Re: Multiarch file overlap summary and proposal

To: debian-devel@lists.debian.org
Cc: debian-dpkg@lists.debian.org
Subject: Re: Multiarch file overlap summary and proposal
From: Russ Allbery <rra@debian.org>
Date: Wed, 15 Feb 2012 16:32:38 -0800
Message-id: <[🔎] 874nur62jd.fsf@windlord.stanford.edu>
In-reply-to: <[🔎] 20120214140138.GA23158@gaara.hadrons.org> (Guillem Jover's message of "Tue, 14 Feb 2012 15:01:38 +0100")
References: <[🔎] 20120206073115.GB2033@rivendell.home.ouaza.com> <[🔎] 20120207095921.d5142d88cbb3dca679f33ec9@debian.org> <[🔎] 20120210225620.GA8782@gaara.hadrons.org> <[🔎] 20120211001446.GB2797@jwilk.net> <[🔎] 20120211005559.GA32671@burratino> <[🔎] 20120211011629.GB20155@virgil.dodds.net> <[🔎] 87zkcqrw2w.fsf@windlord.stanford.edu> <[🔎] 20120211185237.GA10129@virgil.dodds.net> <[🔎] 874nutncef.fsf_-_@windlord.stanford.edu> <[🔎] 20120214140138.GA23158@gaara.hadrons.org>

Guillem Jover <guillem@debian.org> writes:

> If packages have to be split anyway to cope with the other cases, then
> the number of new packages which might not be needed otherwise will be
> even smaller than the predicted amount, at which point it makes even
> less sense to support refcnt'ing.

I don't think the package count is really the interesting metric here,
unless the number of introduced packages is very large (see below about
-dev packages).  I'm more concerned with maintainer time and with
dependency complexity, and with the known problems that we introduce
whenever we take tightly-coupled files and separate them into independent
packages.

> It also requires maintainers to carefully consider if the (doc, etc)
> toolchains will generate predictible ouput.

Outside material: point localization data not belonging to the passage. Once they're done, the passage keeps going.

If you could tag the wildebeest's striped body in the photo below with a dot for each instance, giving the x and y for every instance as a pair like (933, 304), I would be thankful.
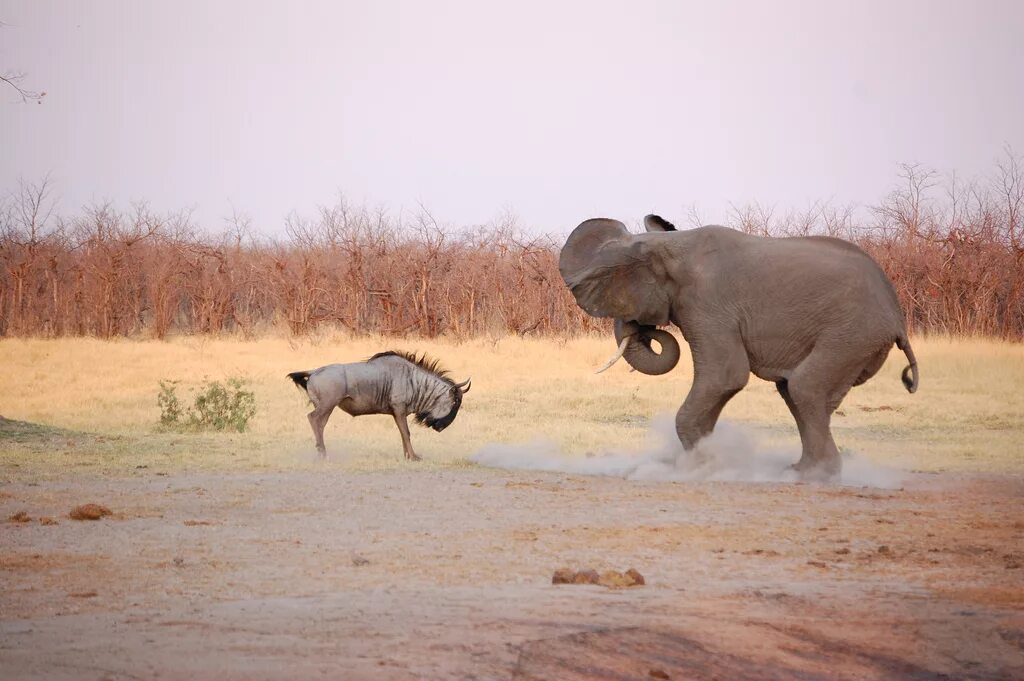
(393, 383)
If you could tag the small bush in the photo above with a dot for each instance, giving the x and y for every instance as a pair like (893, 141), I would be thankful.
(170, 406)
(226, 406)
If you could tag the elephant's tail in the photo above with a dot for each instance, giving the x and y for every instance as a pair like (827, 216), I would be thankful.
(300, 378)
(909, 376)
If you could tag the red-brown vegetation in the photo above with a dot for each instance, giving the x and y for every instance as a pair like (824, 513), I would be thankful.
(953, 250)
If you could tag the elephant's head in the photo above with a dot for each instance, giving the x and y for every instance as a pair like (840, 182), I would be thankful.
(614, 273)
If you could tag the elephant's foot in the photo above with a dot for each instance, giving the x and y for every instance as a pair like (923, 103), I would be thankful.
(817, 471)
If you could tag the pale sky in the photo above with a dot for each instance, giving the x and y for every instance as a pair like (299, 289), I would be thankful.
(555, 111)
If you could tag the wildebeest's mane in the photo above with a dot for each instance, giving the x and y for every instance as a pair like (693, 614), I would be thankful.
(423, 362)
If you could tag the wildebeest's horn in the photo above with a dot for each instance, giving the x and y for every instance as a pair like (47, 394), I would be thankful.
(617, 355)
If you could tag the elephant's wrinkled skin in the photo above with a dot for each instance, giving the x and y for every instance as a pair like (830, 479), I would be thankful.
(813, 314)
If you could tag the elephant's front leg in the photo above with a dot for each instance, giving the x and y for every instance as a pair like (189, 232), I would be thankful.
(719, 374)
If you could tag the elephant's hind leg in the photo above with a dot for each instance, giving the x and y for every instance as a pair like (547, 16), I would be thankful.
(814, 390)
(719, 374)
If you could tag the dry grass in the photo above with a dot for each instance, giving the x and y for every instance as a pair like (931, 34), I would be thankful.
(969, 414)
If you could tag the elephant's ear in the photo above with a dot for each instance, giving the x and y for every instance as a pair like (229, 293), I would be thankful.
(657, 223)
(614, 273)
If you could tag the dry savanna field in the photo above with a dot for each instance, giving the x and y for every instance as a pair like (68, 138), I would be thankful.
(240, 555)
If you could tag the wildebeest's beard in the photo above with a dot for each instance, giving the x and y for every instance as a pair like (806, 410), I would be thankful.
(440, 424)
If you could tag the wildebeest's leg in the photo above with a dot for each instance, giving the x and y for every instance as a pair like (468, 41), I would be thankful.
(317, 420)
(407, 443)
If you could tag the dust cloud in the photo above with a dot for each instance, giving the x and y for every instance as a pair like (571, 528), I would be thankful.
(730, 453)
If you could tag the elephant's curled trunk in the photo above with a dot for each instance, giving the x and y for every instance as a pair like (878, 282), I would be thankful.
(638, 351)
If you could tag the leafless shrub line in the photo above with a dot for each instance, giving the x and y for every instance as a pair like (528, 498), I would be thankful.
(954, 251)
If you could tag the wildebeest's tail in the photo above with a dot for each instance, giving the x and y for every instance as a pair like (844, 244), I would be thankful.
(909, 375)
(300, 378)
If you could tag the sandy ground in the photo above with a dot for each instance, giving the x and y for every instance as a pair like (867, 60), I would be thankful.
(446, 573)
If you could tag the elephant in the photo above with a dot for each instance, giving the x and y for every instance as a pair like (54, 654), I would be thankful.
(815, 315)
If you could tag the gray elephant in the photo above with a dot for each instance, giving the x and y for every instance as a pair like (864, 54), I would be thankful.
(813, 314)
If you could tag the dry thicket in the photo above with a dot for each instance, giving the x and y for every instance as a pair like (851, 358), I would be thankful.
(953, 250)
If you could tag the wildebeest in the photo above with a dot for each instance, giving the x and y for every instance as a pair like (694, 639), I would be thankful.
(394, 383)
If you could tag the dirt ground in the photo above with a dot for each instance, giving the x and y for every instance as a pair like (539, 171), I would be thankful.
(446, 573)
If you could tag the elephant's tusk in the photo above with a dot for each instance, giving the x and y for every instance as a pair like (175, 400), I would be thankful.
(619, 354)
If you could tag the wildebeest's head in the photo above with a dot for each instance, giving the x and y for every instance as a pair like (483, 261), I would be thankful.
(444, 407)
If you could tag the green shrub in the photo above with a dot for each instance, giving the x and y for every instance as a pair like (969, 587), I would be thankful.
(217, 406)
(170, 406)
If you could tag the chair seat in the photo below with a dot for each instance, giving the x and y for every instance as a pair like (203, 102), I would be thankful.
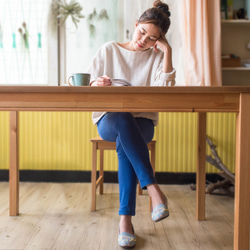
(99, 144)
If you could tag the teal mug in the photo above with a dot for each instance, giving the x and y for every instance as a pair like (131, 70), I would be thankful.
(79, 79)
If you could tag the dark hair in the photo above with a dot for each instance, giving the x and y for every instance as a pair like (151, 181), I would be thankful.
(158, 15)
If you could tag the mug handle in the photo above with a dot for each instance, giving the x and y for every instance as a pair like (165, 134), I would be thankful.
(69, 81)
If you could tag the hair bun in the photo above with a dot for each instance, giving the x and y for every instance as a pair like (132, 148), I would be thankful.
(162, 6)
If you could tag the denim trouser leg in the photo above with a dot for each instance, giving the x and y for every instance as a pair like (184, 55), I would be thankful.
(131, 136)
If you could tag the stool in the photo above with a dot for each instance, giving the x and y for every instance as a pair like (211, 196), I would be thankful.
(101, 145)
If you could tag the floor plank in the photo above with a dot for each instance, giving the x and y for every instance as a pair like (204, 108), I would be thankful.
(58, 216)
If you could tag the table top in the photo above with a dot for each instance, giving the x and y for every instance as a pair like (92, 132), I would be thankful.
(113, 89)
(119, 99)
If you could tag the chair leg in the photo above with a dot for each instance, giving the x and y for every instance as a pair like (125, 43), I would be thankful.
(93, 177)
(101, 173)
(152, 159)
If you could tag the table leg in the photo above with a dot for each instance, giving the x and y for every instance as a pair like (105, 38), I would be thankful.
(14, 164)
(242, 174)
(200, 172)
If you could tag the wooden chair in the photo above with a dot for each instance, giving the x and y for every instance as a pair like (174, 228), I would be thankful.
(101, 145)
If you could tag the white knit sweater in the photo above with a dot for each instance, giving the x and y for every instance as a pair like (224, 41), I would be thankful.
(140, 68)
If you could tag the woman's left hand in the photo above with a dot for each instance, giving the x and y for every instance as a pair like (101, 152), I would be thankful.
(163, 44)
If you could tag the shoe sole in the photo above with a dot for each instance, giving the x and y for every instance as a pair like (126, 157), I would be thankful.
(161, 218)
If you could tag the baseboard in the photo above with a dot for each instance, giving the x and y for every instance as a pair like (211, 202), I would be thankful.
(110, 176)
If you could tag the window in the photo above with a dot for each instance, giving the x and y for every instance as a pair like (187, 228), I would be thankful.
(24, 43)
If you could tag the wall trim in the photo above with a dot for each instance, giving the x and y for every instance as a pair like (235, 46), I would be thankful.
(110, 176)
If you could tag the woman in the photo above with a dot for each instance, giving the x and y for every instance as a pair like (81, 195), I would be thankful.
(142, 63)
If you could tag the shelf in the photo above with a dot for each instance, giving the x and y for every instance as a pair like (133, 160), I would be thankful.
(236, 21)
(236, 68)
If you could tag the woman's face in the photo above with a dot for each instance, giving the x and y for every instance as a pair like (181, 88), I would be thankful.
(145, 36)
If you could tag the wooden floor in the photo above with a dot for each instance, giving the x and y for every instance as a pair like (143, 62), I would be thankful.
(58, 216)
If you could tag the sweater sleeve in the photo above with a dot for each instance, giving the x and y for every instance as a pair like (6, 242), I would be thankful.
(96, 66)
(162, 78)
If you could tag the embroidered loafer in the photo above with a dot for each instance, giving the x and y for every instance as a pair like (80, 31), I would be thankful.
(161, 211)
(127, 240)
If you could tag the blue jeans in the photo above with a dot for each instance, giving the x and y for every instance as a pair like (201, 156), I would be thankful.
(131, 136)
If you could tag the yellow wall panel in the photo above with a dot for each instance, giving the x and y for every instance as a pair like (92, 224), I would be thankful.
(60, 141)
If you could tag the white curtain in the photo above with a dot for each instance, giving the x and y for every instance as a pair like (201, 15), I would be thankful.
(201, 38)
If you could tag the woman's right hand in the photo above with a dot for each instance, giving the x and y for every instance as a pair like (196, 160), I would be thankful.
(102, 81)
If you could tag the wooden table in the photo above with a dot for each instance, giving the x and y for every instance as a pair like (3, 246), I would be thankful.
(149, 99)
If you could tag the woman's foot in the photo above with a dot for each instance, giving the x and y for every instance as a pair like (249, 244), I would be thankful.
(126, 238)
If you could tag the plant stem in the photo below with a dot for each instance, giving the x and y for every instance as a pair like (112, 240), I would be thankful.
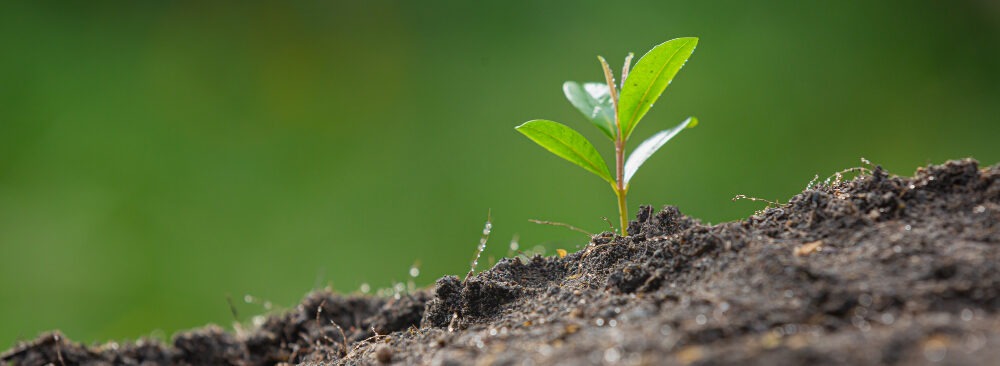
(622, 211)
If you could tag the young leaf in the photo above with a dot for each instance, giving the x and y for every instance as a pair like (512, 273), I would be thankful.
(649, 78)
(648, 148)
(594, 101)
(567, 144)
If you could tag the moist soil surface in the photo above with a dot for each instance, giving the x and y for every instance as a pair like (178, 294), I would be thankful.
(878, 269)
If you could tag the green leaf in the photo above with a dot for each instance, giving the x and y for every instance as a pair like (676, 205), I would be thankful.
(567, 144)
(649, 78)
(594, 101)
(648, 148)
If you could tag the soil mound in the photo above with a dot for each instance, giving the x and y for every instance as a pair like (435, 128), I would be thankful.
(879, 269)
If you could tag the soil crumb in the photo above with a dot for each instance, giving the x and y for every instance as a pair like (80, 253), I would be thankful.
(878, 269)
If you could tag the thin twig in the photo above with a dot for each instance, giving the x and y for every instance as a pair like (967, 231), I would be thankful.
(487, 228)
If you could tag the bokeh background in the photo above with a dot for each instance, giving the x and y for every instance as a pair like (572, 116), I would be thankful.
(157, 157)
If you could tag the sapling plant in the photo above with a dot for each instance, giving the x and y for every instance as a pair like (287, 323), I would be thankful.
(616, 111)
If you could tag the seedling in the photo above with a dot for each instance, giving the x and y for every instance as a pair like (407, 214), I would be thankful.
(616, 113)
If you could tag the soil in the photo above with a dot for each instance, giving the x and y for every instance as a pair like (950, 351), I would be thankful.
(878, 269)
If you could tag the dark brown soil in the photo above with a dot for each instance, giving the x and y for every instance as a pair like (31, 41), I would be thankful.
(875, 270)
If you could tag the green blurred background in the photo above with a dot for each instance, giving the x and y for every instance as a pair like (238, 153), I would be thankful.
(156, 157)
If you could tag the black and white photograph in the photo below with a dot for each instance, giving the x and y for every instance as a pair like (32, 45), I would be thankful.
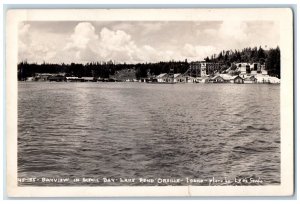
(154, 102)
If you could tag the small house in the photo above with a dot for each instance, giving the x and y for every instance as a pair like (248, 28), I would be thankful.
(217, 79)
(162, 78)
(88, 79)
(237, 80)
(57, 78)
(250, 80)
(179, 78)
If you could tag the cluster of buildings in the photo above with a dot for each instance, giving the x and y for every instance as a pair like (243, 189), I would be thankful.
(205, 72)
(198, 72)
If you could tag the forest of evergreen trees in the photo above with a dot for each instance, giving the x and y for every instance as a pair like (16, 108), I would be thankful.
(271, 59)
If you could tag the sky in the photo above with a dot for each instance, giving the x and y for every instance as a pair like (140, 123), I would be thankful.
(139, 41)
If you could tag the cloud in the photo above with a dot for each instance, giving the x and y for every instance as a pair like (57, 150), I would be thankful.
(134, 42)
(23, 39)
(197, 52)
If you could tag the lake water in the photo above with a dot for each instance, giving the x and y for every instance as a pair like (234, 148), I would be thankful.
(151, 131)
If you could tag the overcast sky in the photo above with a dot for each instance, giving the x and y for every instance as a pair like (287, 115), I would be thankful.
(133, 42)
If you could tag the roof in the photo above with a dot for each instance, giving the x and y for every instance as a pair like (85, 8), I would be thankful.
(176, 75)
(88, 78)
(236, 76)
(226, 76)
(216, 77)
(161, 75)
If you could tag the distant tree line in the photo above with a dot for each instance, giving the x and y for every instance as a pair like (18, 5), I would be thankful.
(271, 59)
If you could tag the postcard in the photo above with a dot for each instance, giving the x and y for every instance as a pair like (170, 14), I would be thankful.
(149, 102)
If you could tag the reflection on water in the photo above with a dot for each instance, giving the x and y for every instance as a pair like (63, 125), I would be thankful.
(137, 130)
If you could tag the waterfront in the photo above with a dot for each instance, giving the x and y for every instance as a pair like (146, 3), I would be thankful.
(132, 130)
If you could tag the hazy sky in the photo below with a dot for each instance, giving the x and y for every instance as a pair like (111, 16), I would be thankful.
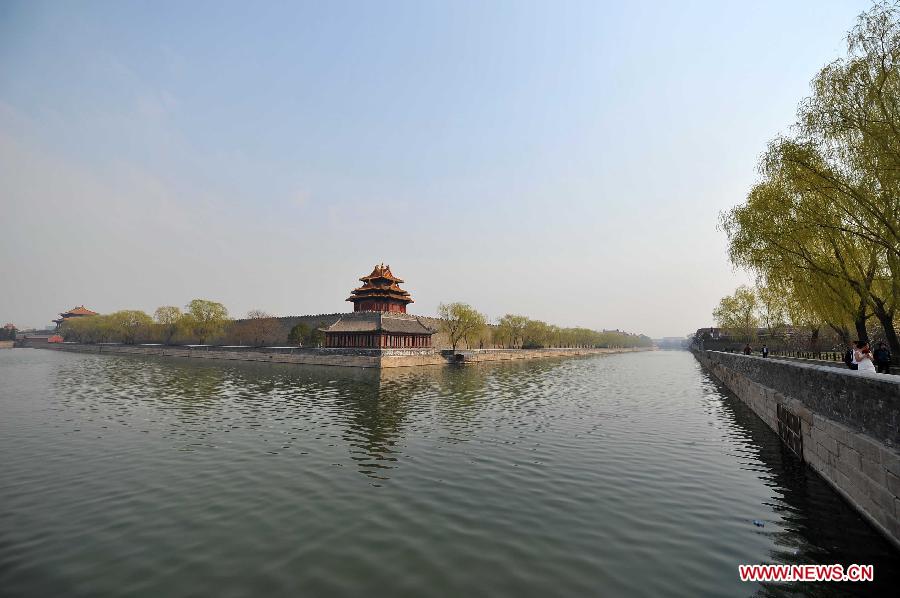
(562, 160)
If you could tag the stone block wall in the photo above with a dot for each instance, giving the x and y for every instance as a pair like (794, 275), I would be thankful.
(849, 424)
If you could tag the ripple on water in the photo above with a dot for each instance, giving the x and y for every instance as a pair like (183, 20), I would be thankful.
(620, 475)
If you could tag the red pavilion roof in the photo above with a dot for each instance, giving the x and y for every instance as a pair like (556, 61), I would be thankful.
(79, 311)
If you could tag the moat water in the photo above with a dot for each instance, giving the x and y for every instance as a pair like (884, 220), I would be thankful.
(622, 475)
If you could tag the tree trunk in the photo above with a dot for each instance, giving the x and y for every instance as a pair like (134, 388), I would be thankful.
(890, 335)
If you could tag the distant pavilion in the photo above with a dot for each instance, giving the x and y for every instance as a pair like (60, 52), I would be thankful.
(379, 319)
(75, 312)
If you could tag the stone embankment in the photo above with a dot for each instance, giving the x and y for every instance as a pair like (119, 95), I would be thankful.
(844, 424)
(363, 358)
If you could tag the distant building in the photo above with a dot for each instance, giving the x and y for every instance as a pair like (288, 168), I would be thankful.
(75, 312)
(379, 320)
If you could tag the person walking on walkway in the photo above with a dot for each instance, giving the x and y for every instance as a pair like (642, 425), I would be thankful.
(863, 357)
(850, 356)
(882, 359)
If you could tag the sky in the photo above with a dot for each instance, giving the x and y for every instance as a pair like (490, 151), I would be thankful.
(567, 161)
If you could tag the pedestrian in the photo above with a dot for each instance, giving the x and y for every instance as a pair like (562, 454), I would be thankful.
(863, 357)
(850, 356)
(882, 359)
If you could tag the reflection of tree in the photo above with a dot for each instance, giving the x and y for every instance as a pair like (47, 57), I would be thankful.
(820, 527)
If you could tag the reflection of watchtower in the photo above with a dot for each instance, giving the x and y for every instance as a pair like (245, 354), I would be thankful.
(380, 292)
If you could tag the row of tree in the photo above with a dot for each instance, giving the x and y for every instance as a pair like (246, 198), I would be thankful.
(203, 321)
(200, 321)
(464, 324)
(821, 228)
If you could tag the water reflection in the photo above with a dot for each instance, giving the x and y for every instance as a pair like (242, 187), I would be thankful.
(196, 403)
(624, 475)
(814, 524)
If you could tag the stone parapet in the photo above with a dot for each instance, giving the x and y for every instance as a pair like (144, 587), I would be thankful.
(848, 423)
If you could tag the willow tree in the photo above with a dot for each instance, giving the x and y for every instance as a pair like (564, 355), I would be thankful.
(168, 318)
(736, 313)
(827, 208)
(205, 318)
(461, 322)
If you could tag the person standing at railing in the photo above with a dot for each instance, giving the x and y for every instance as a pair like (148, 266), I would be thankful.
(850, 357)
(882, 358)
(863, 357)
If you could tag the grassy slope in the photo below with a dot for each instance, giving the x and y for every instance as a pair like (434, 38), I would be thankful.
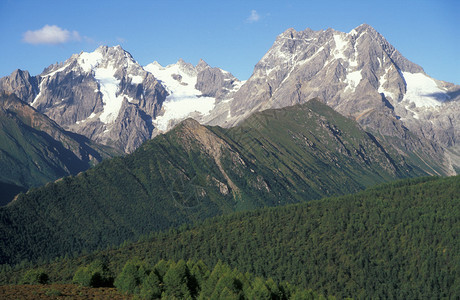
(34, 150)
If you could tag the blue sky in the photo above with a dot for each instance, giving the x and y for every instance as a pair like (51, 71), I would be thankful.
(232, 35)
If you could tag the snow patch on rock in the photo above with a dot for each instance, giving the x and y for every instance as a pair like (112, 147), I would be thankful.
(423, 91)
(183, 99)
(89, 61)
(109, 87)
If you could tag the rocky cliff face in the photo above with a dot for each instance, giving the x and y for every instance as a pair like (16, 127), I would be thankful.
(360, 75)
(109, 98)
(105, 95)
(193, 91)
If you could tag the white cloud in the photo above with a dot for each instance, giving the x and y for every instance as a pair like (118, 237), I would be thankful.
(254, 17)
(50, 35)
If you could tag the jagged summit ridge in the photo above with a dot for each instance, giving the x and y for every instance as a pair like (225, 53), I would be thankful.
(359, 74)
(193, 91)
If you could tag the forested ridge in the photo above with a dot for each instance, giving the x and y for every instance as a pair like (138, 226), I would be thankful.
(397, 240)
(194, 172)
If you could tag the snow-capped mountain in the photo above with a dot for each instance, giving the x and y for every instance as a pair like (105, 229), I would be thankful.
(360, 75)
(108, 97)
(193, 91)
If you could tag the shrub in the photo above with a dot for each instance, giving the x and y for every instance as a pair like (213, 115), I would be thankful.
(35, 276)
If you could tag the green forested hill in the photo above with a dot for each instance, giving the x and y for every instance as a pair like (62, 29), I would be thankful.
(194, 172)
(398, 240)
(35, 150)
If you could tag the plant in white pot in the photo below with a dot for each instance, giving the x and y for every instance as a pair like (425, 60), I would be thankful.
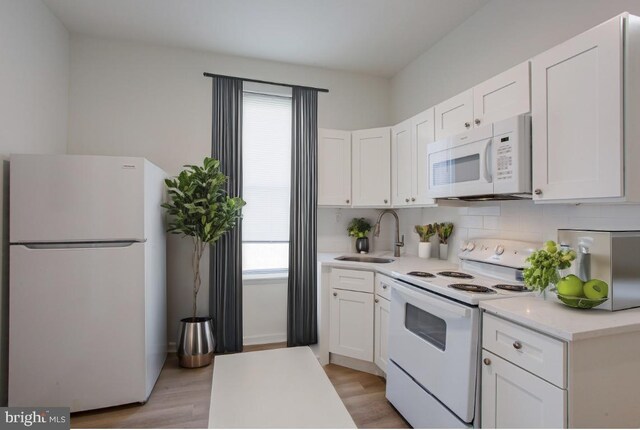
(425, 232)
(200, 208)
(444, 230)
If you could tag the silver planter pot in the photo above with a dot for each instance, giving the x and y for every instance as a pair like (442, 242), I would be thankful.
(195, 342)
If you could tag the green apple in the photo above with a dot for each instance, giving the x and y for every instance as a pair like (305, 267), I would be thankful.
(570, 285)
(596, 289)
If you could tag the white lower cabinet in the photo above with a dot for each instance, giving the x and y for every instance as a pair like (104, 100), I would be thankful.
(515, 398)
(351, 314)
(381, 332)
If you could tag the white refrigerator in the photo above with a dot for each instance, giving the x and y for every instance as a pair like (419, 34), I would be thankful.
(87, 280)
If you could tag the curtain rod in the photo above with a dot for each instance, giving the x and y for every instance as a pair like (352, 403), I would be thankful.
(213, 75)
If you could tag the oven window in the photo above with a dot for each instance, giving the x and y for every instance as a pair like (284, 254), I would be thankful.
(429, 327)
(463, 169)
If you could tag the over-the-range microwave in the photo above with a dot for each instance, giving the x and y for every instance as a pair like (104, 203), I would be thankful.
(487, 163)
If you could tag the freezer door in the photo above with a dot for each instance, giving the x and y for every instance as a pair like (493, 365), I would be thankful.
(63, 198)
(76, 327)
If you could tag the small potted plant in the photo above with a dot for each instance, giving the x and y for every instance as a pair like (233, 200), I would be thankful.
(544, 266)
(444, 230)
(425, 232)
(201, 209)
(360, 228)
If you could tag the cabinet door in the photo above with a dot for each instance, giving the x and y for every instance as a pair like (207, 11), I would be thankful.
(334, 167)
(577, 101)
(422, 134)
(381, 332)
(401, 164)
(351, 324)
(371, 167)
(502, 96)
(514, 398)
(455, 115)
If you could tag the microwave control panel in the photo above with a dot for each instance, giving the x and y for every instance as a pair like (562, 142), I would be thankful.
(504, 157)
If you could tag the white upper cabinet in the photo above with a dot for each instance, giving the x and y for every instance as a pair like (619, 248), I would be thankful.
(455, 115)
(501, 97)
(401, 164)
(580, 116)
(409, 170)
(371, 167)
(422, 134)
(334, 168)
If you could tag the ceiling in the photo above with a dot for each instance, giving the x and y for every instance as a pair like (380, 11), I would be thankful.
(377, 37)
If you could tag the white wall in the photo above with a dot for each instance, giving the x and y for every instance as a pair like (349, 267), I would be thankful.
(500, 35)
(34, 83)
(151, 101)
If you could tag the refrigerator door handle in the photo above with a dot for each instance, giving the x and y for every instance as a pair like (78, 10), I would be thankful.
(80, 245)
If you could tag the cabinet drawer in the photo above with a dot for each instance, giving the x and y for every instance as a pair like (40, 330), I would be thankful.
(533, 351)
(383, 286)
(354, 280)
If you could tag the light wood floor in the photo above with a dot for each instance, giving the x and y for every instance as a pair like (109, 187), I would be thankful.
(181, 398)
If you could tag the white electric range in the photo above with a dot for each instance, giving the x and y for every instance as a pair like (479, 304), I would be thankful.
(434, 332)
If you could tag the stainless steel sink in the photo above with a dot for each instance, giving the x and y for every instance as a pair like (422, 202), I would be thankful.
(364, 259)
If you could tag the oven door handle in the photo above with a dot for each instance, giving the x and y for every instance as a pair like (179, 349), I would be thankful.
(487, 162)
(431, 302)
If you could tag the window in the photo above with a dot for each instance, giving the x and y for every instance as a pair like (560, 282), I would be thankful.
(266, 140)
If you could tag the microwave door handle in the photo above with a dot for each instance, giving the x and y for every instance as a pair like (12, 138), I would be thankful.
(439, 304)
(487, 162)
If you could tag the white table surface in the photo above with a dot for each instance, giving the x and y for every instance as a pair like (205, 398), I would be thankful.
(280, 388)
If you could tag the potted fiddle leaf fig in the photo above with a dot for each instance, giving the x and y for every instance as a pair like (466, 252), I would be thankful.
(444, 230)
(425, 232)
(200, 208)
(360, 228)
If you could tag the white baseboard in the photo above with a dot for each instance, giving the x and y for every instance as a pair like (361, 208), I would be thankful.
(264, 338)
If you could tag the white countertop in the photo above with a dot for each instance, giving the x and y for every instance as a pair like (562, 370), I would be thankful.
(403, 264)
(553, 318)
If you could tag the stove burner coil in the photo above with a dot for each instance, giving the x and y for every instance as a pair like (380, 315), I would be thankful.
(471, 288)
(458, 275)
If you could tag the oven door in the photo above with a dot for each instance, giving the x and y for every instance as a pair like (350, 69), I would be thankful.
(461, 165)
(435, 341)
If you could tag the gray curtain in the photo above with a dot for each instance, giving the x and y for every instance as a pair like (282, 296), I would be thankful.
(225, 268)
(302, 289)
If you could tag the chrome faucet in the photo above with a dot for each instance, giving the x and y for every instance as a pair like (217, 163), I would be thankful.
(399, 242)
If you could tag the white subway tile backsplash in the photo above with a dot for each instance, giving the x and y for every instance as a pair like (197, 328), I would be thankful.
(492, 222)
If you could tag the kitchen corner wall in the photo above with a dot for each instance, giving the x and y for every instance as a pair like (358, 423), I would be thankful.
(152, 101)
(34, 84)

Yes, I agree.  There's a tradeoff between having to think about this and
having to do the work to use arch-qualified directories.  But I think it's
worth having the tradeoff available as an option.

> This still does not solve the other issues I listed, namely binNMUs have
> to be performed in lock-step, more complicated transitions /
> upgrades. And introduces different solutions for different problems,
> while my proposal is generic for all cases.

I did review your message again (I read it when you originally posted it
as well), and I think that I addressed the cases that you pointed out in
the set of cases that I discussed in my message apart from the point about
version lockstep.

I just posted separately about version lockstep: I think this is a
feature, not a bug, in our multiarch implementation.  I think this is the
direction we *should* go, because it reduces the overall complexity of the
system.  Yes, that requires treating binNMUs as something different than a
sourceful version change, but I think that's a good idea *anyway*, even in
the absence of multiarch.  It's more semantically accurate, and it would
address other lingering problems we've had with binNMUs, or at least
reduce them.

As for the benefits of refcounting, there are three places where I think
this has substantial benefit, so let me talk through them:

1. If you look at the list of files that Steve gave in multiarch: same
   packages in Ubuntu, most of the cases that don't fall into the known
   documentation and package metadata areas are a bunch of separate
   special cases.  They don't fall easily into a handful of cases.  *But*,
   they are mostly all files in either textual or consistent binary
   formats that are installed directly from the package and are not going
   to change in a binNMU.  That means that refcounting provides a nice
   simplification: there are a bunch of random additional files of various
   different types that can all be handled the same way, without
   additional packaging complexity.  They can't all be arch-qualified in
   the same way as easily, plus arch-qualifying files that absolutely
   should not differ between architectures and where that difference would
   be a bug (such as with PAM configuration) seems wrong.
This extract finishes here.